At enrollment, 37 of 38 infants (97.4%) and 35 of 38 (92.1%) had weight-for-age and weight-for-length z scores, respectively, within 2 standard deviations of the population mean (z scores between –2 and 2). Healthy growth was observed in all infants over the 2 years of follow-up, with weight-for-age consistently within 2 standard deviations of the mean, and average weight-for-age trajectories following the population mean (Supplemental Figure 2). Vaccine and placebo weight-for-age and weight-for length averages were similar.

Discussion

Conducting vaccine trials in a neonatal population presents substantial scientific, ethical, and operational challenges. HVTN 135 provides reassuring safety data for the studied HIV vaccine that includes a new-in-infants TLR4 agonist adjuvant (GLA-SE) and demonstrates the feasibility and safe implementation of a phase I study in neonates vaccinated within 5 days of birth. Additionally, the study demonstrates the feasibility of collecting cord blood samples that can be used for planned cellular analysis in the context of an HIV vaccine trial.

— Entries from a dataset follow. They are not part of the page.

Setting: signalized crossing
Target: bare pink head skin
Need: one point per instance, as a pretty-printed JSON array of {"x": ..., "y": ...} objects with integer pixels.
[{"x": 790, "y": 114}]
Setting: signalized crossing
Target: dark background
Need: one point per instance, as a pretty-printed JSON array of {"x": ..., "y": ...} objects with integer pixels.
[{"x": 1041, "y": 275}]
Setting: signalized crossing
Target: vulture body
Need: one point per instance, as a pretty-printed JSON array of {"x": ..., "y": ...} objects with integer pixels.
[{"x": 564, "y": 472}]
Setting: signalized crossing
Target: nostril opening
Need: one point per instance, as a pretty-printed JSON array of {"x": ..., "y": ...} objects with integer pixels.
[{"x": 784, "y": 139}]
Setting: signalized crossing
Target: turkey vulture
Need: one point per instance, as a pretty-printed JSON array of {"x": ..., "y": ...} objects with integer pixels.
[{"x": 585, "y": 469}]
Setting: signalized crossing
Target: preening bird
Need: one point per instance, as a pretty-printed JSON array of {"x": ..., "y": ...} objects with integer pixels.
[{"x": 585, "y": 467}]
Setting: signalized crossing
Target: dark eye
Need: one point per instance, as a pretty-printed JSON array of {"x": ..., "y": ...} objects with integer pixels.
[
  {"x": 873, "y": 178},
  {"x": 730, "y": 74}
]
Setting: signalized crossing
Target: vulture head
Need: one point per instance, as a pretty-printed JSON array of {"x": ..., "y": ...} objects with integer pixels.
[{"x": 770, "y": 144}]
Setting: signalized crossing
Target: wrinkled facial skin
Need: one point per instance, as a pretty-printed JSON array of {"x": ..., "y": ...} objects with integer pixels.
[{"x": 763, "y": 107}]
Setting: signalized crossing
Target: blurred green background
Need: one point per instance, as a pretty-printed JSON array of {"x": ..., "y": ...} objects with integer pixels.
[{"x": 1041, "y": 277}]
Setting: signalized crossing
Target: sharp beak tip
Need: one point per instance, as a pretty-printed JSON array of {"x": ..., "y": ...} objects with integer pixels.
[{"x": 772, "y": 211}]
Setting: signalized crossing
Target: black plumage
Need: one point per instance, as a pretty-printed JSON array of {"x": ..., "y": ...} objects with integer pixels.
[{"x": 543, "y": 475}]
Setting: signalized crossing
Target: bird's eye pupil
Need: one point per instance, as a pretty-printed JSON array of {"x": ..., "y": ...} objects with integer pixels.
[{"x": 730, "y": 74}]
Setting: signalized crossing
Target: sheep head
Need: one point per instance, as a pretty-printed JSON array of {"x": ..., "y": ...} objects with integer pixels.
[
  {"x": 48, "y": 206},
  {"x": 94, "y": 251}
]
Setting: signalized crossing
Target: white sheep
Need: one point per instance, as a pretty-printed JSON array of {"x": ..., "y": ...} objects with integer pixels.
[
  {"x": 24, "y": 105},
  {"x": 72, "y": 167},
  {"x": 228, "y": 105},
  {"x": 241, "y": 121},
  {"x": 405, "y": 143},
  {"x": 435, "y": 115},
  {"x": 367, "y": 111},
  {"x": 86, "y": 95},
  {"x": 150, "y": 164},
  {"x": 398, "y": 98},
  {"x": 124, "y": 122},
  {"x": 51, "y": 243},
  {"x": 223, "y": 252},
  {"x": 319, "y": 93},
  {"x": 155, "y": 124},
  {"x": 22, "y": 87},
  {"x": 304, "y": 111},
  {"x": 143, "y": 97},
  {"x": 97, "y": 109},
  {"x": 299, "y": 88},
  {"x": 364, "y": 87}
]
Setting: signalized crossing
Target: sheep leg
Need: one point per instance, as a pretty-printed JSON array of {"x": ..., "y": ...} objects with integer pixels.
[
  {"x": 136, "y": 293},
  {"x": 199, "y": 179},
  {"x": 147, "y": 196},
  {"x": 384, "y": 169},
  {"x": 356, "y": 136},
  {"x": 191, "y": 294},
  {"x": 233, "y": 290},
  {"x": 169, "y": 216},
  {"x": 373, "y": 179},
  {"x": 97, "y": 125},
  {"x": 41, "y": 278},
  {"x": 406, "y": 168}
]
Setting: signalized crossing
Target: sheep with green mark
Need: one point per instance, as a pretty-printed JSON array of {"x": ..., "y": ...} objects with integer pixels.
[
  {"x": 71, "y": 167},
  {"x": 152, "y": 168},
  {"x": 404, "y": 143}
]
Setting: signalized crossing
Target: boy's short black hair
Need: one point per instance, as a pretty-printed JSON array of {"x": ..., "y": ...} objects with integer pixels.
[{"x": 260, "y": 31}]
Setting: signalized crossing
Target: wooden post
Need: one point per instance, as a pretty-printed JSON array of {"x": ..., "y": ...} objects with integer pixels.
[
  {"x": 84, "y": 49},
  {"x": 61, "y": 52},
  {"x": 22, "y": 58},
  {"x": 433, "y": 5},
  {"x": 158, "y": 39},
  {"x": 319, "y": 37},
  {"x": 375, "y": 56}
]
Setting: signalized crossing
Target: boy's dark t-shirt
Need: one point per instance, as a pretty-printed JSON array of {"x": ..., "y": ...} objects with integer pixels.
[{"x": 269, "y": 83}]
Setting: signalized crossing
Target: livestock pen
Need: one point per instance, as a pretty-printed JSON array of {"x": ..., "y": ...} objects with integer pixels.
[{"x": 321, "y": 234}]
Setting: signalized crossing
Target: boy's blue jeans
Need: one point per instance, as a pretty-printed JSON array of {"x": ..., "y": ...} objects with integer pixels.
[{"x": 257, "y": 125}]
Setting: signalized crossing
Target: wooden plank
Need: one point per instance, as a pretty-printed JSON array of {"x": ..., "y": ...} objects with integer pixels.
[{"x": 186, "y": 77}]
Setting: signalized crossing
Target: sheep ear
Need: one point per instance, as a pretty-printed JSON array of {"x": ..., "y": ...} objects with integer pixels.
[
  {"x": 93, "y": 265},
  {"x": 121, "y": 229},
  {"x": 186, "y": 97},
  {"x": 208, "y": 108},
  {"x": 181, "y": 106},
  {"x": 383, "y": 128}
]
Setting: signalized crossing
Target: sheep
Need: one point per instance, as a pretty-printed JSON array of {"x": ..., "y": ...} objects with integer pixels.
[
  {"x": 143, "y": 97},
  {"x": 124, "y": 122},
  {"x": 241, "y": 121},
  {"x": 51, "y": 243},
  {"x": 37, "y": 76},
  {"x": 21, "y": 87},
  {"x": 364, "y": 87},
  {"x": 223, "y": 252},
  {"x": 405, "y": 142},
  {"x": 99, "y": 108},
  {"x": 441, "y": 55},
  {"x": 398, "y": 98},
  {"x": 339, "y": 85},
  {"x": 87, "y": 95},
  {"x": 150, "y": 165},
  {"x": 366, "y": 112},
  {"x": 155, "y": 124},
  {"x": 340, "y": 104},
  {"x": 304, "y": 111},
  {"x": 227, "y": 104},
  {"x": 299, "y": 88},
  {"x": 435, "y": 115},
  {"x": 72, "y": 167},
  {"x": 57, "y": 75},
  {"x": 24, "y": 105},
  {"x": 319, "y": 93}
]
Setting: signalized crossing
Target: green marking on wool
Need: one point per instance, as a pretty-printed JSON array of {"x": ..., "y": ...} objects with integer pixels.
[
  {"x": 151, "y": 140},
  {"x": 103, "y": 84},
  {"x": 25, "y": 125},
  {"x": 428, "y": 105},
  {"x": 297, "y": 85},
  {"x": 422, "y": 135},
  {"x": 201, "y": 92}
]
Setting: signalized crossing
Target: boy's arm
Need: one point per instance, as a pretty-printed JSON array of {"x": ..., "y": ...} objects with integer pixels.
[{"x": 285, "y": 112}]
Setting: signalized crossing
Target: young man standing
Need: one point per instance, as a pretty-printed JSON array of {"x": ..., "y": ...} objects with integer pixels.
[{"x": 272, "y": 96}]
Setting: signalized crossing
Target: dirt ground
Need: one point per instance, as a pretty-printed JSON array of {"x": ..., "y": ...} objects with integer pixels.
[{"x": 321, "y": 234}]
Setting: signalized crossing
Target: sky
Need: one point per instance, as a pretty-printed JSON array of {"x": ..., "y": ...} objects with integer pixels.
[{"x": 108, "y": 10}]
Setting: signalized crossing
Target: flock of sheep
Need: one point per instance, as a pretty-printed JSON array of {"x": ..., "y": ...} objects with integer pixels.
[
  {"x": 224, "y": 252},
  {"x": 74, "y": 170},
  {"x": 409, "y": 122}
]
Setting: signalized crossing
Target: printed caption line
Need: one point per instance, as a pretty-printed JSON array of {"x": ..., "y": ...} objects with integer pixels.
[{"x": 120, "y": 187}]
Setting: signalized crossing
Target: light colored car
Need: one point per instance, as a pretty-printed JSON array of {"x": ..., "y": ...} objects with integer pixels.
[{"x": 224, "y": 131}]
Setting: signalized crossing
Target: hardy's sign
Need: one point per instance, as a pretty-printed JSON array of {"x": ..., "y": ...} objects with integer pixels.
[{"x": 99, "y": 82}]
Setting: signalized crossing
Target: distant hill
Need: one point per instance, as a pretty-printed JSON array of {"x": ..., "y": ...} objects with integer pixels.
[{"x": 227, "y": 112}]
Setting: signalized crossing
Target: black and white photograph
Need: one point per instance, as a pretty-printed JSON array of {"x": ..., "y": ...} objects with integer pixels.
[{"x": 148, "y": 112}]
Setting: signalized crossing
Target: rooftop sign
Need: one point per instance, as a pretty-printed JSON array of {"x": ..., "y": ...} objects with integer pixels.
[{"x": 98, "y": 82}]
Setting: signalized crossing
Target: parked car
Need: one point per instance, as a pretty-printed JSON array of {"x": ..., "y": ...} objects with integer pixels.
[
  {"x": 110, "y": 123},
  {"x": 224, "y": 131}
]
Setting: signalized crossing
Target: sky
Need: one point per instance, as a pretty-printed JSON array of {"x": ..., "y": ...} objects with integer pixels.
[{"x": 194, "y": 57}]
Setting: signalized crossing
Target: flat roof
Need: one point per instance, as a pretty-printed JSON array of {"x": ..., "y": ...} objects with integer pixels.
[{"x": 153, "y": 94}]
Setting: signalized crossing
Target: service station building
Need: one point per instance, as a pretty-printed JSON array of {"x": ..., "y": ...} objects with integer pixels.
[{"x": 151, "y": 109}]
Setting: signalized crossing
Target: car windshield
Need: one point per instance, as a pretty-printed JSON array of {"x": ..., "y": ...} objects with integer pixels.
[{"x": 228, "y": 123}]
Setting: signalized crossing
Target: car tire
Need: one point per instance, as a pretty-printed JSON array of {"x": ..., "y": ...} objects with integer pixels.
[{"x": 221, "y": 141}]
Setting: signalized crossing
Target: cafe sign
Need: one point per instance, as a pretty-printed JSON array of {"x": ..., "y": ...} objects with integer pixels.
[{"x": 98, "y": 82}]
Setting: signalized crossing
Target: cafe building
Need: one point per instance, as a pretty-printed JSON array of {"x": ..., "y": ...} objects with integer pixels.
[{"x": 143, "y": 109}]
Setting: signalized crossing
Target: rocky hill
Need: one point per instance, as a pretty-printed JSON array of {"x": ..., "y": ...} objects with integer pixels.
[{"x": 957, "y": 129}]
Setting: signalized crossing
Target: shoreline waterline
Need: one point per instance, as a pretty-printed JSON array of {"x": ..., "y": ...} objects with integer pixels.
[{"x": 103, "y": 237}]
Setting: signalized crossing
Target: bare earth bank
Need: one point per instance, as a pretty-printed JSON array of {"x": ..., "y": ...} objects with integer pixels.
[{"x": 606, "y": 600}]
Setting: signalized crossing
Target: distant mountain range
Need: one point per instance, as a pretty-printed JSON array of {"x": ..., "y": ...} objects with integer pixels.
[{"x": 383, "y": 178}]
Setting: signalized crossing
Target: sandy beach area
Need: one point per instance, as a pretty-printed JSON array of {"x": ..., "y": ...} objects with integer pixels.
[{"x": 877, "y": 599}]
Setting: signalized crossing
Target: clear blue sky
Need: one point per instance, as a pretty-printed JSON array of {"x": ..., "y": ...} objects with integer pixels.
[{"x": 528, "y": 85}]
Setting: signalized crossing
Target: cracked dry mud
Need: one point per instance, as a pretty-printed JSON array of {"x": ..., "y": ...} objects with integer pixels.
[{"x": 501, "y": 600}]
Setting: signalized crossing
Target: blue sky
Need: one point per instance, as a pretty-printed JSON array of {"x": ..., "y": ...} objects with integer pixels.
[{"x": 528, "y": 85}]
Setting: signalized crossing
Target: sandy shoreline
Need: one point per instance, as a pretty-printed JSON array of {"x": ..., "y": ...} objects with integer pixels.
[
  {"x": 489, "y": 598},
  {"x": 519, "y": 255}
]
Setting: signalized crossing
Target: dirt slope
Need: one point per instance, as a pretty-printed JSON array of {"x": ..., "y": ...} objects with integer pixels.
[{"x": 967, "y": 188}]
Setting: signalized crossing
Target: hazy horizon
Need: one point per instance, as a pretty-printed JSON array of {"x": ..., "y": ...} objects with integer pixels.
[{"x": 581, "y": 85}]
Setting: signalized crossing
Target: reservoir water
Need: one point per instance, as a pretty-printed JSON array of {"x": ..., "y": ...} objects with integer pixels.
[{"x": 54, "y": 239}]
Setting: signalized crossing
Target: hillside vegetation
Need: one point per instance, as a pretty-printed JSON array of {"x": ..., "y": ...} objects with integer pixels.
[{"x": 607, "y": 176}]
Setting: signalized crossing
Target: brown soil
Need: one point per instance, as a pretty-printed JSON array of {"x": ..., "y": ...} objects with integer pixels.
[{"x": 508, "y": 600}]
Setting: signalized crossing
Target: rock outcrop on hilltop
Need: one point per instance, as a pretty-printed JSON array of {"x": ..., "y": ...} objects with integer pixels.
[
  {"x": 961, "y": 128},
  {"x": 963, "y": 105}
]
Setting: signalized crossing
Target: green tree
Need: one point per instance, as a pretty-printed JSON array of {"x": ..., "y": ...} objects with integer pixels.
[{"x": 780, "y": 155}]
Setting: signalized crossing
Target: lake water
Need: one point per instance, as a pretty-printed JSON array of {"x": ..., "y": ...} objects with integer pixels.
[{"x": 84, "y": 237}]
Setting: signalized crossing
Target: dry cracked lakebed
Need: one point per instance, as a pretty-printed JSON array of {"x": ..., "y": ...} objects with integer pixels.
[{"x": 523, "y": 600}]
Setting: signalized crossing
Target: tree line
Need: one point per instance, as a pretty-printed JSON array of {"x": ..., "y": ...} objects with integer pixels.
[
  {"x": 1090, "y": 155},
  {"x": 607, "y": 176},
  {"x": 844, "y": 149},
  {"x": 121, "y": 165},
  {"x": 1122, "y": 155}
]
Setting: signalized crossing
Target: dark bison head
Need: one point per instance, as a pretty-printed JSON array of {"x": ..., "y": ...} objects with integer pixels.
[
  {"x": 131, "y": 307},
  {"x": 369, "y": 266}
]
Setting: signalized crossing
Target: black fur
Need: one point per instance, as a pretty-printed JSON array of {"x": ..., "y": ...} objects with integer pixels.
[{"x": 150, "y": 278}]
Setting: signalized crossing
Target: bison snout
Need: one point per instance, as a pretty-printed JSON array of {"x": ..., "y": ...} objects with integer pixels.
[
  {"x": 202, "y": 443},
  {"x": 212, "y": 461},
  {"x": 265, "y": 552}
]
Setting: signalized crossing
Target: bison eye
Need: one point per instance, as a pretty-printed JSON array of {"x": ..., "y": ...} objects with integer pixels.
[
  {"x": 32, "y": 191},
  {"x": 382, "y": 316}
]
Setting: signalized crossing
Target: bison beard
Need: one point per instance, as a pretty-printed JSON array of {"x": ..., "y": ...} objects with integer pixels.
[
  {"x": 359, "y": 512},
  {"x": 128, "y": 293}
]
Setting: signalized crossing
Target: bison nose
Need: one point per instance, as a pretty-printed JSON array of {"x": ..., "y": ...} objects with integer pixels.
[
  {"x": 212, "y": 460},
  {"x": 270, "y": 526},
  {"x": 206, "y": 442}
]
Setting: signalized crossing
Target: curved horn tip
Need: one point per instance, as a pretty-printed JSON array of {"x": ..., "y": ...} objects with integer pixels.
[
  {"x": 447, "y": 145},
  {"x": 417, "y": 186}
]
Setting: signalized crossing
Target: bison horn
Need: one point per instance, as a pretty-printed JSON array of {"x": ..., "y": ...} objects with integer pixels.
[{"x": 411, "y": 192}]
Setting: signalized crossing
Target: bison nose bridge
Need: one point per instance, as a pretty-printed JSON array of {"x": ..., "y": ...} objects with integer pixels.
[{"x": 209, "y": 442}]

The safety and tolerability of the candidate vaccine were reassuring. There were only 2 moderate (grade 2) vaccine reactogenicity events, 1 for pain/tenderness at the injection site in the 20 μg CH505TF gp120, 5 μg GLA-SE group and another for sleepiness/lethargy in the 5 μg CH505TF gp120, 5 μg GLA-SE group. All other reactogenicity events were mild. Overall, 61% of participants experienced a reactogenicity event. All unsolicited AEs were deemed not related to study product, except for 1 grade 1 neutropenia in the placebo group, which had been assessed as related before unblinding. Neutropenia was common in our study with an overall rate of 34% (60% in the placebo group and 25% in the vaccine group) and was primarily attributed to cotrimoxazole prophylaxis, which was part of the standard of care for infants exposed to HIV at the time of enrollment. Mild neutropenia is a commonly observed laboratory abnormality in this population, with high rates of neutropenia occurring in previous vaccine trials in infants exposed to HIV mostly attributed to concomitant medications such as cotrimoxazole (13).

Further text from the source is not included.